Briefly, this is the manufacturing process:

  • Clay is excavated from the earth. Then mixed with water.
  • The wet clay is formed into tile shapes. Then the tiles are dried in the sun (if it rains, the tiles are ruined).
  • The dried tiles are fired in caves in the riverbanks which are used as kilns.

Sandstone
A sedimentary rock consisting usually of quartz cemented with silica, iron oxide or calcium carbonate.
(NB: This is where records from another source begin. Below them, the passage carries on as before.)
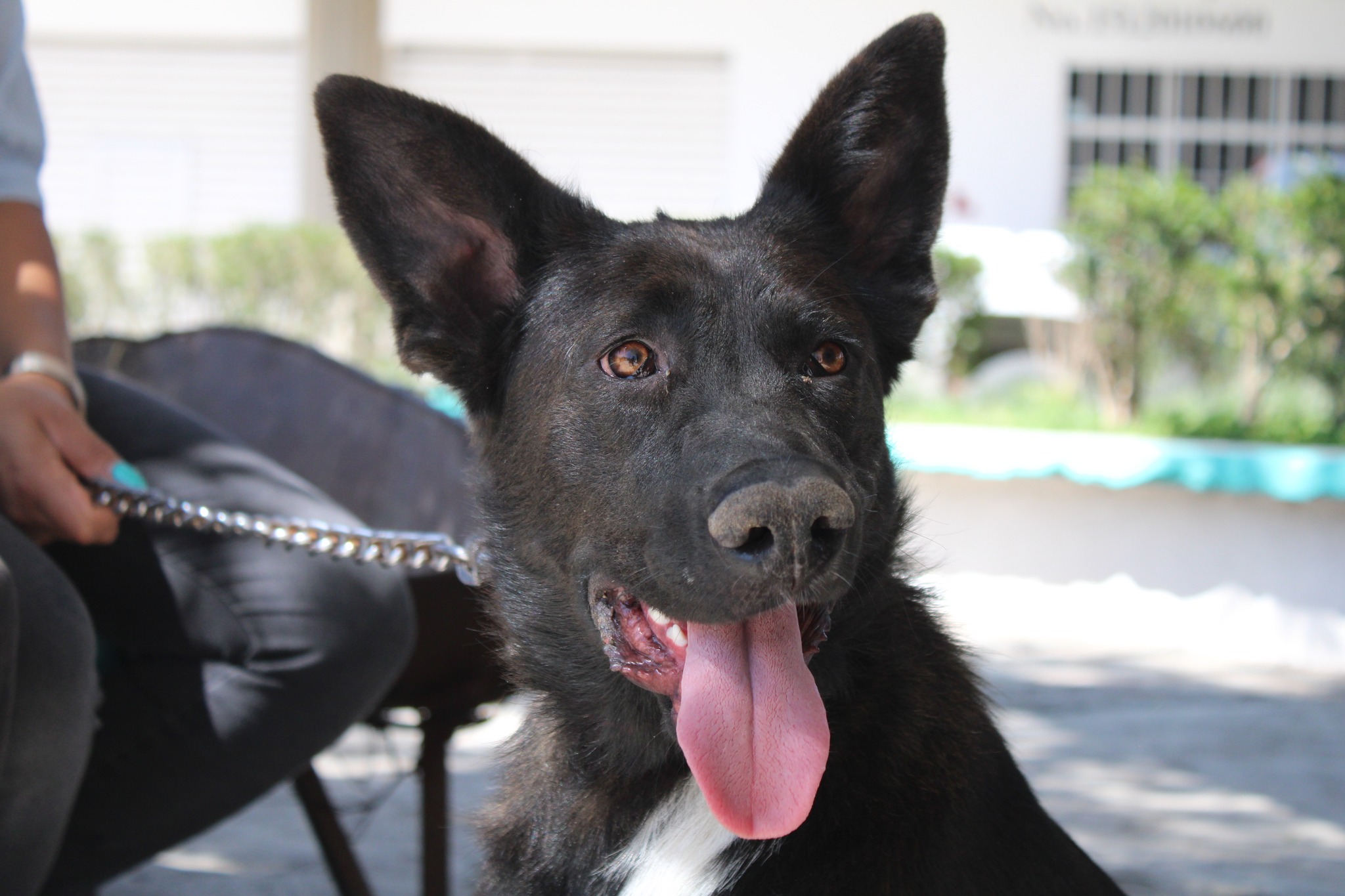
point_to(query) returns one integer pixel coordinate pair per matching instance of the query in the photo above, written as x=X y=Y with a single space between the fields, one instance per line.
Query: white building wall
x=708 y=91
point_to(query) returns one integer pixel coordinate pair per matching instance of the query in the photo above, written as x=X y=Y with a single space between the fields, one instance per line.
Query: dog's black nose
x=790 y=528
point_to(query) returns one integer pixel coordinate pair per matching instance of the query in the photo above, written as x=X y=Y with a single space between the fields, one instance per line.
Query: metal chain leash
x=389 y=547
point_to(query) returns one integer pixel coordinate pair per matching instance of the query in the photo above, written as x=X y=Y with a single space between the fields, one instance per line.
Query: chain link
x=391 y=548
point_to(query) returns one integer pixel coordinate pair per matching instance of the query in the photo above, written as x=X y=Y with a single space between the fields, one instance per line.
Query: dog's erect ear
x=871 y=163
x=450 y=222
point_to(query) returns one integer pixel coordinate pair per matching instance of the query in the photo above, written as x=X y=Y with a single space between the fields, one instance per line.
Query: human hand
x=43 y=444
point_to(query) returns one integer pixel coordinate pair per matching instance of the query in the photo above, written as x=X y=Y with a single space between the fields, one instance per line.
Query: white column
x=343 y=38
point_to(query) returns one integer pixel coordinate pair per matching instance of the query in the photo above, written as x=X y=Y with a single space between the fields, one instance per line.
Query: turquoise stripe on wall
x=1285 y=472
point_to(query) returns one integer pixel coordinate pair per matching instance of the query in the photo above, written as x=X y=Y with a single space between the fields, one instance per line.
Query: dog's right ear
x=450 y=222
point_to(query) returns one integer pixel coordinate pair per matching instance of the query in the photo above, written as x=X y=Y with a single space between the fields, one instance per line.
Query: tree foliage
x=1139 y=272
x=1246 y=286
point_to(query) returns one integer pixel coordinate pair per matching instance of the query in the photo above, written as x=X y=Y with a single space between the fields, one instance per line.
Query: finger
x=78 y=445
x=45 y=498
x=69 y=509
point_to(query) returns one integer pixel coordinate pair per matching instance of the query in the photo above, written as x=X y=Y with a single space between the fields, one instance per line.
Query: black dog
x=693 y=515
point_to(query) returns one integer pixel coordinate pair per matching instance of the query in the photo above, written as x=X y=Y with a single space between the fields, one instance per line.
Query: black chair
x=395 y=463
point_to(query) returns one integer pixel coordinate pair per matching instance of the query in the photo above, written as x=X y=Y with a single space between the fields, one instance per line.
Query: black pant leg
x=236 y=662
x=47 y=696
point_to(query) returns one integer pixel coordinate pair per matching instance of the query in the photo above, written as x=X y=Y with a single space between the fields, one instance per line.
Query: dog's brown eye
x=630 y=360
x=826 y=360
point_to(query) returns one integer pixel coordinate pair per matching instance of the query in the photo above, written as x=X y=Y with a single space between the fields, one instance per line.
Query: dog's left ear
x=450 y=222
x=870 y=163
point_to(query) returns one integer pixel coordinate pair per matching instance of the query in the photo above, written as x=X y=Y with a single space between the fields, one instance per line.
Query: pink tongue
x=752 y=725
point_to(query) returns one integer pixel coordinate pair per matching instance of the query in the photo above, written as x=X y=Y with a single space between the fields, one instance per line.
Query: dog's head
x=681 y=422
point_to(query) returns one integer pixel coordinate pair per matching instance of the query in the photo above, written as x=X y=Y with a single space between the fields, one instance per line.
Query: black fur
x=512 y=289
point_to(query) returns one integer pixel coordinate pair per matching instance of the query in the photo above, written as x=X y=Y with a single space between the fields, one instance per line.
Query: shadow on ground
x=1179 y=788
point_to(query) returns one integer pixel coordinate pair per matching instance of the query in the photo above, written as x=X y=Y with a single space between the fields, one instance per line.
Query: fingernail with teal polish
x=127 y=475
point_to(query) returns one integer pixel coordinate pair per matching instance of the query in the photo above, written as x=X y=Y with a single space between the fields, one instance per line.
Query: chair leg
x=435 y=801
x=341 y=859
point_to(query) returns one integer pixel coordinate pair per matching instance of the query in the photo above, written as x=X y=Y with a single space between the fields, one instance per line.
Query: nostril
x=758 y=543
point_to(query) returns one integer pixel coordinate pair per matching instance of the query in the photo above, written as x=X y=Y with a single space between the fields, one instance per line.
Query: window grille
x=1214 y=125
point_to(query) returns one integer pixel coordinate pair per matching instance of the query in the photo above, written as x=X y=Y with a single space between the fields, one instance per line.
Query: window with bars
x=1212 y=125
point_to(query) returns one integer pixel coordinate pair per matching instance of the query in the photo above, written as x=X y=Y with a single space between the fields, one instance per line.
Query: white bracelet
x=55 y=368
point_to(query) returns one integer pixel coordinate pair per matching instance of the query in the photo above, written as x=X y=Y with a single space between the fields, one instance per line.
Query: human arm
x=43 y=440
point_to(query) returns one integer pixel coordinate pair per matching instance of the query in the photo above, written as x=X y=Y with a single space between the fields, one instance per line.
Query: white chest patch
x=677 y=851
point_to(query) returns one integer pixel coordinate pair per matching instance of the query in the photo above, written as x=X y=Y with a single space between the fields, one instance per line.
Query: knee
x=369 y=631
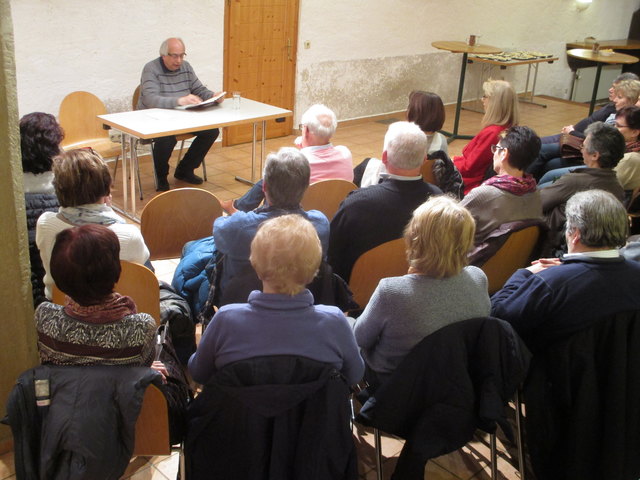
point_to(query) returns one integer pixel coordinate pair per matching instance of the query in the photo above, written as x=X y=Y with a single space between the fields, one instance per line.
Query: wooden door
x=260 y=59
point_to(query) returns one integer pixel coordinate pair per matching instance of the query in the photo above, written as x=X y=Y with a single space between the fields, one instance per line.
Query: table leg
x=595 y=89
x=454 y=135
x=263 y=145
x=132 y=172
x=125 y=163
x=253 y=160
x=533 y=88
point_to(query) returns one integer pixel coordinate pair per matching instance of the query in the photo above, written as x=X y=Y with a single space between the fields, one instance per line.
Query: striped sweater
x=161 y=87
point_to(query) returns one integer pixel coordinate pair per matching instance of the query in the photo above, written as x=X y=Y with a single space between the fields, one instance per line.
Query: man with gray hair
x=167 y=82
x=371 y=216
x=317 y=126
x=553 y=299
x=286 y=178
x=601 y=151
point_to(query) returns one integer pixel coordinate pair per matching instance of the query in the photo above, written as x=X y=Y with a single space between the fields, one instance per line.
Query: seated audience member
x=317 y=126
x=602 y=150
x=628 y=169
x=286 y=178
x=625 y=95
x=439 y=288
x=511 y=194
x=500 y=104
x=599 y=115
x=280 y=320
x=83 y=186
x=371 y=216
x=553 y=299
x=40 y=137
x=425 y=110
x=97 y=326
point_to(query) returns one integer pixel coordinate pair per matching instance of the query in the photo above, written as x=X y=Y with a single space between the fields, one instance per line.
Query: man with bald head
x=167 y=82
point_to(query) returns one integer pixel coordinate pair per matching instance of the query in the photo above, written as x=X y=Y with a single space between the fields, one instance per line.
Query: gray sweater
x=404 y=310
x=491 y=207
x=161 y=87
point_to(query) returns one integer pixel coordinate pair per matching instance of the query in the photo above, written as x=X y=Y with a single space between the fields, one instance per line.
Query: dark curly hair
x=40 y=137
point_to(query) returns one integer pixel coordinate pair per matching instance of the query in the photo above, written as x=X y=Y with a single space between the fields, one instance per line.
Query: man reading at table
x=167 y=82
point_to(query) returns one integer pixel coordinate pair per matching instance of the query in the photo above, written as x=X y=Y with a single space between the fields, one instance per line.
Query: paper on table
x=204 y=104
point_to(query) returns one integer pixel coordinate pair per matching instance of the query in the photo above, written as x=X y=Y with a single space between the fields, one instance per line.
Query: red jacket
x=477 y=157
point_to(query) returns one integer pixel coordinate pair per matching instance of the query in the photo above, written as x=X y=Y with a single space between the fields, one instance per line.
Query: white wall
x=101 y=47
x=365 y=55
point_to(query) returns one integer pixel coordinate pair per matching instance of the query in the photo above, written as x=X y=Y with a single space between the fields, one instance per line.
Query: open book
x=205 y=104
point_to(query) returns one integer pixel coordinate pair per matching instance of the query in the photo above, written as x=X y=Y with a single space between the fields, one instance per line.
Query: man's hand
x=189 y=100
x=542 y=264
x=220 y=100
x=159 y=367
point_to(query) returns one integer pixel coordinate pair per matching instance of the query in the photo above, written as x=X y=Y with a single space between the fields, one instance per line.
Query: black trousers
x=163 y=147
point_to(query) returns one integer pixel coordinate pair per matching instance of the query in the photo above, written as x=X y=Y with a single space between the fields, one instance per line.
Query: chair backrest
x=135 y=98
x=152 y=427
x=176 y=217
x=514 y=254
x=326 y=195
x=386 y=260
x=78 y=117
x=460 y=376
x=427 y=172
x=137 y=282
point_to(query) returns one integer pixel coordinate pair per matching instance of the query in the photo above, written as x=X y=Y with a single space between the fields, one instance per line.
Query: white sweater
x=132 y=247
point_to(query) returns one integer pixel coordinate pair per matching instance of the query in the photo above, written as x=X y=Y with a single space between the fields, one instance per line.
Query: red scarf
x=114 y=308
x=516 y=185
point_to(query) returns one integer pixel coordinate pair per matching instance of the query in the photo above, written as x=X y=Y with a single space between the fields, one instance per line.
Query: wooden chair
x=137 y=282
x=514 y=254
x=152 y=428
x=78 y=117
x=427 y=172
x=386 y=260
x=326 y=195
x=176 y=217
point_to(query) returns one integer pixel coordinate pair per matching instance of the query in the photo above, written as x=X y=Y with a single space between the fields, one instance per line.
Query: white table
x=157 y=122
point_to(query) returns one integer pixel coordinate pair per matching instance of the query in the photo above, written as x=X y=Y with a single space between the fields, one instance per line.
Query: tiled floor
x=365 y=140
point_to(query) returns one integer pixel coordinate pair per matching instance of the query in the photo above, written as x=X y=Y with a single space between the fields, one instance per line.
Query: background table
x=465 y=49
x=600 y=59
x=156 y=122
x=535 y=62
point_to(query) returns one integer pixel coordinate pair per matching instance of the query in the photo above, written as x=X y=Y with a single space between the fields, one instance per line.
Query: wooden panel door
x=259 y=59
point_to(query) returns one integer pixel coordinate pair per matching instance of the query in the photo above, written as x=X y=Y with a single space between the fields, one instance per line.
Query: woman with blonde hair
x=282 y=319
x=439 y=288
x=500 y=103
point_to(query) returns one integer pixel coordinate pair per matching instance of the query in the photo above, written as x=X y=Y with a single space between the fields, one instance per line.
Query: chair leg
x=180 y=153
x=115 y=168
x=494 y=457
x=378 y=445
x=520 y=435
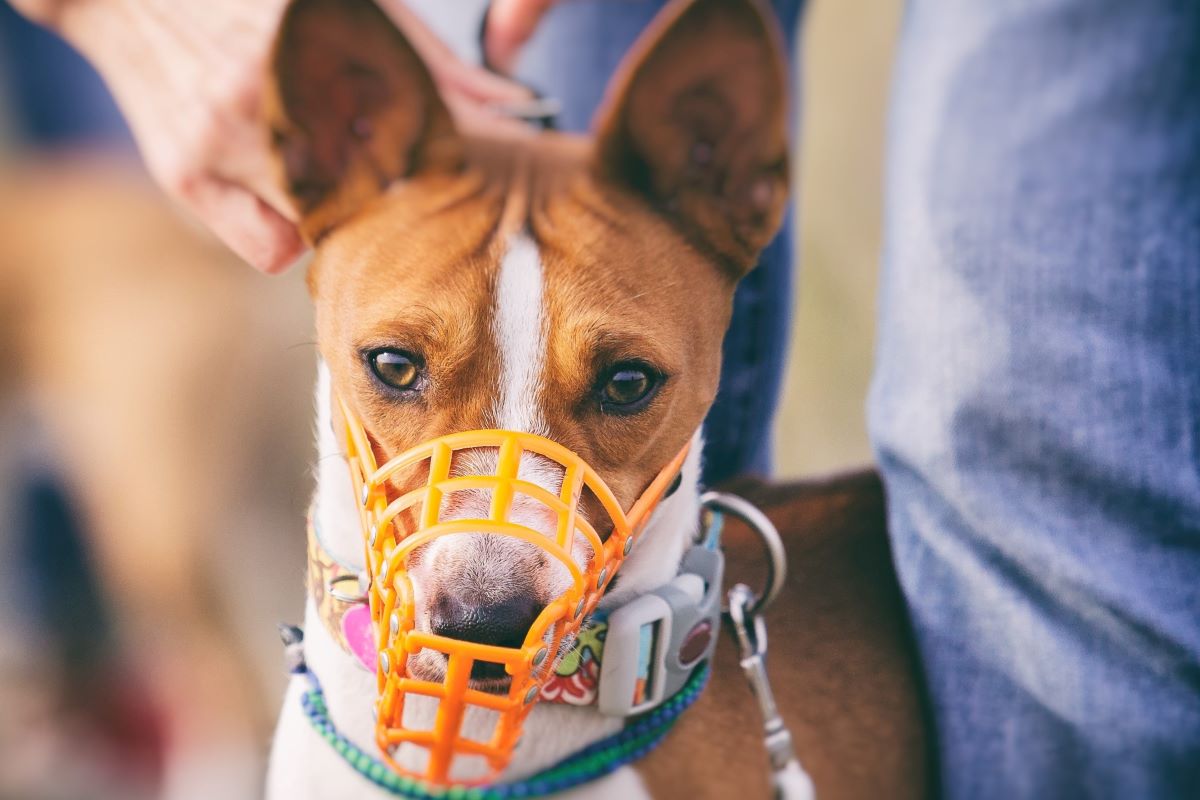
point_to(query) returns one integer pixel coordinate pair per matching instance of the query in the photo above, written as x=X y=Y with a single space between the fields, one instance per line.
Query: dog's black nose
x=504 y=624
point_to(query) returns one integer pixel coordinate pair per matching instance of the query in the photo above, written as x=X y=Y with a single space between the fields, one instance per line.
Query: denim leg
x=571 y=58
x=1036 y=405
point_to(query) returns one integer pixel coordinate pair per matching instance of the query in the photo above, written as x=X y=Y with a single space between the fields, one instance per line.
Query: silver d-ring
x=777 y=558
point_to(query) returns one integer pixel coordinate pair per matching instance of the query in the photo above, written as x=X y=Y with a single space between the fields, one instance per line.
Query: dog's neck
x=551 y=732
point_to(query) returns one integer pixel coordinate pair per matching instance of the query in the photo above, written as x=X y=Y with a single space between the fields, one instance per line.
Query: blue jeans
x=1036 y=405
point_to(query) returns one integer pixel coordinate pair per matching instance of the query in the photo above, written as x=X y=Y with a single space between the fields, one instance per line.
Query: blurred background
x=155 y=423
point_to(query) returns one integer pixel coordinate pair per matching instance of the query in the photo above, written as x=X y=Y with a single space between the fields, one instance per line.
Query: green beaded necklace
x=631 y=743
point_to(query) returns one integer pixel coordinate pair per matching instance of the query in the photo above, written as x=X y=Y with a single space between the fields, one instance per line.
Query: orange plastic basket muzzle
x=396 y=527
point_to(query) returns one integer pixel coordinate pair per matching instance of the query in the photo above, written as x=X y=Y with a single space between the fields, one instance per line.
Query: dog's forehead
x=436 y=245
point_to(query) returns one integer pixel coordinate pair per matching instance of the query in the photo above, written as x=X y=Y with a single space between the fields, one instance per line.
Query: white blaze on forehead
x=520 y=336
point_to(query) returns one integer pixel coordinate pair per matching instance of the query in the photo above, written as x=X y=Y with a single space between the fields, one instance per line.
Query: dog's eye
x=396 y=368
x=628 y=388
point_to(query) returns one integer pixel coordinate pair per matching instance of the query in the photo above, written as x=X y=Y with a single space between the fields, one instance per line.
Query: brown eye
x=396 y=368
x=628 y=388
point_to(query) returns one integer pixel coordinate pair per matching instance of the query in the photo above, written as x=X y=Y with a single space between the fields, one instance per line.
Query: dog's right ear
x=351 y=108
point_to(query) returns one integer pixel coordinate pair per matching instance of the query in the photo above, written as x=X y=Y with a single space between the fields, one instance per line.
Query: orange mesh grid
x=395 y=528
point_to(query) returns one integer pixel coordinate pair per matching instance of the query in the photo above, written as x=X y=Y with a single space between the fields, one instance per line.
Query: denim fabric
x=1036 y=407
x=571 y=58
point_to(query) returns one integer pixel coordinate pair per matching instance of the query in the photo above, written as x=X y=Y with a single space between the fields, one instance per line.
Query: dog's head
x=577 y=288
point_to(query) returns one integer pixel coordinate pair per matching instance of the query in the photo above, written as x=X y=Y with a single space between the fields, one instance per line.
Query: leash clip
x=787 y=777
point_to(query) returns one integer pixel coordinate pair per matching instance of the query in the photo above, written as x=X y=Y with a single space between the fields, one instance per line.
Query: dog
x=577 y=289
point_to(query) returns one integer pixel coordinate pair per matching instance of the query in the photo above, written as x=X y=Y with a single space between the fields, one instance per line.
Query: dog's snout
x=503 y=624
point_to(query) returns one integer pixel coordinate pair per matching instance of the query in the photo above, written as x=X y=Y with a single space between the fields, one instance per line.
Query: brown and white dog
x=577 y=288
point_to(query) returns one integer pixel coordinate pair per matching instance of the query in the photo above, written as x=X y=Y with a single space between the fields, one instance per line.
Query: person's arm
x=187 y=77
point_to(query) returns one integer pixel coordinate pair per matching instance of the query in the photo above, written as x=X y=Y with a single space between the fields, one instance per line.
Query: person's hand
x=510 y=23
x=189 y=76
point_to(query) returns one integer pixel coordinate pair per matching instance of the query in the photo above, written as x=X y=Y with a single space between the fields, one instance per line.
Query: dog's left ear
x=351 y=108
x=696 y=121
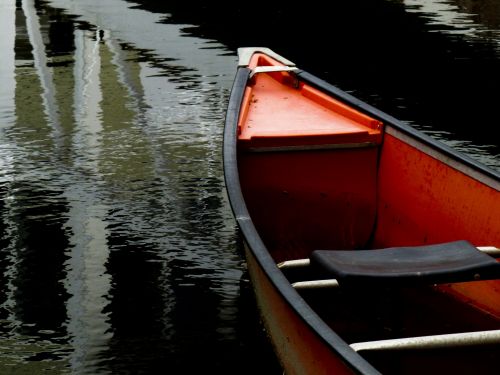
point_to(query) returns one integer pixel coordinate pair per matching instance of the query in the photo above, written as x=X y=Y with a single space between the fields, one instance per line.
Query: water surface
x=118 y=249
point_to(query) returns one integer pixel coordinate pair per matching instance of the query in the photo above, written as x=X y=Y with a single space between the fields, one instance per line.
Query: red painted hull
x=309 y=167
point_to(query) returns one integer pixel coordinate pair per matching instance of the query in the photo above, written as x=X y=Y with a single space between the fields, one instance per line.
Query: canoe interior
x=365 y=185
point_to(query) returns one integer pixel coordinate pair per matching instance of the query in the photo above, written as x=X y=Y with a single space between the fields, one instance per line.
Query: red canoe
x=371 y=247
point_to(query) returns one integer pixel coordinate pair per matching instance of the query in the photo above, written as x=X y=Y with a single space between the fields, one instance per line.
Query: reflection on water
x=118 y=250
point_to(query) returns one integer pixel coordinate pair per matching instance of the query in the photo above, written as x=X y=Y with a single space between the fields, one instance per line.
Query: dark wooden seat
x=457 y=261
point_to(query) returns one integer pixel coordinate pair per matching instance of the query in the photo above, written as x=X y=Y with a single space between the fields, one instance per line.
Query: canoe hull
x=354 y=178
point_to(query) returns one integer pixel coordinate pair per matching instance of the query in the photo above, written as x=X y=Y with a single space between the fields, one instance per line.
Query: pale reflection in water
x=118 y=250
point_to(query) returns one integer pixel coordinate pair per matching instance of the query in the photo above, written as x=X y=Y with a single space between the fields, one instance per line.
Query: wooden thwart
x=452 y=340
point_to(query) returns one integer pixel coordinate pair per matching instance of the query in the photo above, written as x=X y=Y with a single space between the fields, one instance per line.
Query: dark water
x=118 y=250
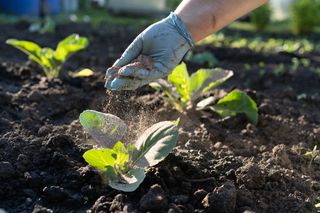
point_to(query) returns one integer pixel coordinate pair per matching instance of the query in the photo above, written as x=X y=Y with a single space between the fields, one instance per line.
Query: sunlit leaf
x=100 y=158
x=106 y=129
x=128 y=182
x=156 y=143
x=181 y=80
x=237 y=102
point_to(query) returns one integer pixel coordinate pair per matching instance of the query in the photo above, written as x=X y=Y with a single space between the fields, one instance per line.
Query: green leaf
x=181 y=80
x=237 y=102
x=122 y=155
x=71 y=44
x=155 y=144
x=47 y=57
x=106 y=129
x=100 y=158
x=128 y=182
x=31 y=49
x=156 y=86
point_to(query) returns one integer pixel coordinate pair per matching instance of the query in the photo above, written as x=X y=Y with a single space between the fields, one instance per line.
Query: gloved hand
x=166 y=42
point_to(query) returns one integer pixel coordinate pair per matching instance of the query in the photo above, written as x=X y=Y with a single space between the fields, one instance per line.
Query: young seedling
x=183 y=90
x=124 y=164
x=51 y=60
x=233 y=103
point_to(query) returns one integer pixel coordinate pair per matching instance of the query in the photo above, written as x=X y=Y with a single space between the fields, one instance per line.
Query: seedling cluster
x=183 y=92
x=51 y=60
x=124 y=164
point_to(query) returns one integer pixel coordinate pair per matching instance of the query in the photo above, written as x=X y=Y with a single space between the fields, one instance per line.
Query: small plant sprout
x=124 y=164
x=233 y=103
x=183 y=90
x=51 y=60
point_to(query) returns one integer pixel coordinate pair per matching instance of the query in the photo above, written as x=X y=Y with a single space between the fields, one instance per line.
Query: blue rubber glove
x=166 y=42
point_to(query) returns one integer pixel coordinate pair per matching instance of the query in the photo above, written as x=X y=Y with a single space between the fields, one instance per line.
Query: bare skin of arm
x=204 y=17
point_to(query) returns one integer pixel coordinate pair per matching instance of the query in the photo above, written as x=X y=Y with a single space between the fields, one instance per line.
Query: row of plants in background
x=260 y=18
x=303 y=18
x=184 y=92
x=123 y=165
x=51 y=60
x=260 y=44
x=304 y=15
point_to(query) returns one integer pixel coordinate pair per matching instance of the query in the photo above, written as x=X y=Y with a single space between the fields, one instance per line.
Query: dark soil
x=220 y=165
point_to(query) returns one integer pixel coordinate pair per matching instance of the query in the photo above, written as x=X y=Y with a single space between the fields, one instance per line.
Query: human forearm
x=204 y=17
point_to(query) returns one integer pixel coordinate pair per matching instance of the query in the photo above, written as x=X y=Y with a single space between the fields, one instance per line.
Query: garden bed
x=219 y=165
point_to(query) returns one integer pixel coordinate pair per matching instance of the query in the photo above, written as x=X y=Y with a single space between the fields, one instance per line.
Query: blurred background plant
x=260 y=17
x=305 y=16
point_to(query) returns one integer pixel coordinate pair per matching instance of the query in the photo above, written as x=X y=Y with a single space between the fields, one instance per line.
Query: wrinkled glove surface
x=165 y=43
It is durable, has a very high crushing and tensile strength and a wide range of colours or textures.

Shellstone
The terms Fossilstone, Shellstone, Coquina, and Coralstone refer to numerous types of limestone's that were deposited on ancient sea beds. True to their names these stones contain fossilized marine life. Their unique characteristics are unlike any other stone available. These stones vary widely from fragile chalky seashell encrusted with an open texture to a denser harder stone suitable for flooring materials.

Slate
A fine-grained metamorphic rock derived from clay and shale, which possesses a cleavage that permits it to be split readily into thin, smooth sheets.

Terracotta
Low fired clay, either glazed or unglazed.

Terrazzo
A type of concrete in which chips or pieces of stone, usually marble, are mixed with cement and are ground to a flat surface, exposing the chips which take a high polish.

Travertine
A variety of limestone. Usually have voids on the surface formed by water elements and pressure over time. These voids are either filled or left unfilled.

Cement Based Grout
This type of grout can either be sanded or non-sanded. Both varieties are absorbent and acid sensitive. Often cement based grout is polymer modified to prevent minimize cracking and add strength.

Epoxy Based Grout
Epoxy grout is impervious to liquids and does not need sealing. It will not allow bacteria to grow and it minimizes cracking. It is generally used with ceramic, porcelain and quarry tile and not with natural stone.